The three leading causes of death among workers were transportation accidents; slip, trip and fall incidents; and workplace violence. The first accounted for 2,077 deaths in 2017, the second for 887 and the third for 807. Workplace violence also led to some 29,000 injury cases where workers in the private industry lost time from work.

Moreover, workplace illnesses are killing an average of 95,000 workers every year: That comes to 275 workers every day in 2017. One watchdog group, Public Citizen, has called attention to heat stress. It has led to 815 worker deaths and over 70,000 injuries between 1992 and 2017.

Another report, released by the National Council for Occupational Safety and Health, has called out 12 companies known for neglecting safe practices. This "Dirty Dozen" includes some of the world's most profitable companies.

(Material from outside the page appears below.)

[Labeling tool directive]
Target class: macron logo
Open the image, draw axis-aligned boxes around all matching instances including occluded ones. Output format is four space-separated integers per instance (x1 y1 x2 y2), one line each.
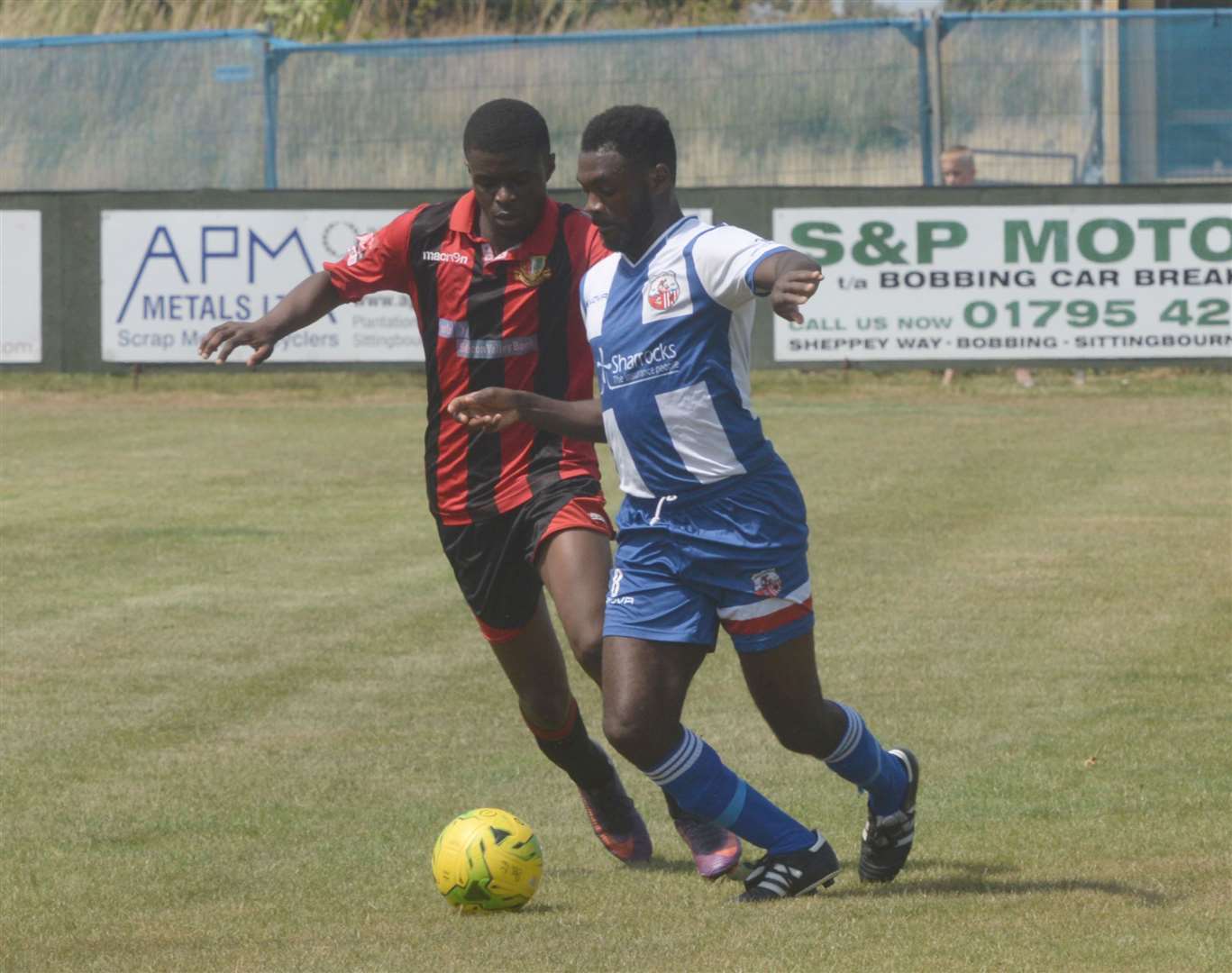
423 250 470 266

Companies have a responsibility to keep their workers safe from harm, but they naturally cannot prevent all accidents from happening. Those who are injured through no fault of the employer's may still be covered for their medical bills and part of their lost wages; all they have to do is file a workers' compensation claim. Employers have a right to deny payment, though, especially if they can show that employees themselves were negligent, so victims may want a lawyer to assist them.